She concludes by applying all she has said of the souls in Purgatory to what she feels, and has proved in her own soul.
This form of purgation, which I see in the souls in Purgatory, I feel in my own mind. In the last two years I have felt it most; every day I feel and see it more clearly. I see my soul within this body as in a purgatory, formed as is the true Purgatory and like it, but so measured that the body can bear with it and not die little by little it grows until the body die.
I see my spirit estranged from all things, even things spiritual, which can feed it, such as gaiety, delight and consolation, and without the power so to enjoy anything, spiritual or temporal, by will or mind or memory, as to let me say one thing contents me more than another.
Inwardly I find myself as it were besieged. All things by which spiritual or bodily life is refreshed have, little by little, been taken from my inner self, which knows, now they are gone, that they fed and comforted. But so hateful and abhorrent are these things, as they are known to the spirit, that they all go never to return. This is because of the spirit's instinct to rid itself of whatever hinders its perfection; so ruthless is it that to fulfill its purpose it would all but cast itself into Hell. Therefore it ever deprives the inner man of all on which it can feed, besieging it so cunningly that it lets not the least atom of imperfection pass unseen and unabhorred.
As for my outer man, it too, since the spirit does not respond to it, is so besieged that it finds nothing to refresh it on the earth if it follow its human instinct. No comfort is left it save God, who works all this by love and very mercifully in satisfaction of His justice. To perceive this gives my outer man great peace and happiness, but happiness which neither lessens my pain nor weakens the siege. Yet no pain could ever be inflicted on me so great that I would wish to depart from the divine ordinance. I neither leave my prison nor seek to go forth from it: let God do what is needed! My happiness is that God be satisfied, nor could I suffer a worse pain than that of going outside God's ordinance, so just I see Him to be and so very merciful.
All these things of which I have spoken are what I see and, as it were, touch, but I cannot find fit words to say as much as I would of them. Nor can I say rightly what I have told of the work done in me, which I have felt spiritually. I have told it however.
The prison in which I seem to myself to be is the world, my chains the body, and it is my soul enlightened by grace which knows the grievousness of being held down or kept back and thus hindered from pursuing its end. This gives my soul great pain for it is very tender. By God's grace it receives a certain dignity which makes it like unto God; nay, rather He lets it share His goodness so that it becomes one with Him. And since it is impossible that God suffer pain, this immunity too befalls the souls who draw near Him; the nearer they come to Him, the more they partake of what is His.
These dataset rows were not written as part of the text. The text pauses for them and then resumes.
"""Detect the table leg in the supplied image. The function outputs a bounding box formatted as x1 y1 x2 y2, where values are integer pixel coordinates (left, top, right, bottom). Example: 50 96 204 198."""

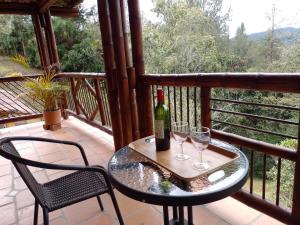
173 206 178 220
163 205 170 225
179 206 184 225
188 206 193 225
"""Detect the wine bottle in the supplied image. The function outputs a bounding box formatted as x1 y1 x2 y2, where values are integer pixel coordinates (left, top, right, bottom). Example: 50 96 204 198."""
154 88 170 151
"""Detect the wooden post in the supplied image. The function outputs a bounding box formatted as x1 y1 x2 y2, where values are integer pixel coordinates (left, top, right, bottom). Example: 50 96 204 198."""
200 87 211 129
32 14 50 71
109 0 133 145
292 110 300 224
127 67 140 140
97 0 123 150
94 79 107 125
43 10 59 66
70 78 80 115
120 0 140 140
128 0 153 137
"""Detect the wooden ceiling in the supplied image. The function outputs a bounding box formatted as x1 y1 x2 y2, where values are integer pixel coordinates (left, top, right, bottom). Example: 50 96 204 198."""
0 0 83 17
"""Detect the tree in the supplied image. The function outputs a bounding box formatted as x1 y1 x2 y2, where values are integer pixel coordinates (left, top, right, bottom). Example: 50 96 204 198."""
144 0 232 73
268 139 298 208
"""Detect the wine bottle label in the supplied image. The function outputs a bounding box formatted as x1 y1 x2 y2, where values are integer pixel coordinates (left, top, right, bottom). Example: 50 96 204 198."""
154 120 165 139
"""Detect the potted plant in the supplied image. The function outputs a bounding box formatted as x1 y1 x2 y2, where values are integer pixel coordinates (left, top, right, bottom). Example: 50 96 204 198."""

Therefore to be hindered on its way, as it is, causes the soul unbearable pain. The pain and the hindrance wrest it from its first natural state, which by grace is revealed to it, and finding itself deprived of what it is able to receive, it suffers a pain more or less great according to the measure of its esteem for God. The more the soul knows God, the more it esteems Him and the more sinless it becomes, so that the hindrance in its way grows yet more terrible to it, above all because the soul which is unhindered and wholly recollected in God knows Him as He truly is.
As the man who would let himself be killed rather than offend God feels death and its pain, but is given by the light of God a zeal which causes him to rate divine honor above bodily death, so the soul who knows God's ordinance rates it above all possible inner and outer torments, terrible though they may be, for this is a work of God who surpasses all that can be felt or imagined. Moreover God when He occupies a soul, in however small a degree, keeps it wholly busied over His Majesty so that nothing else counts for it. Thus it loses all which is its own, and can of itself neither see nor speak nor know loss or pain. But, as I have already said clearly, it knows all in one instant when it leaves this life.
Finally and in conclusion, let us understand that God who is best and greatest causes all that is of man to be lost, and that Purgatory cleanses it away.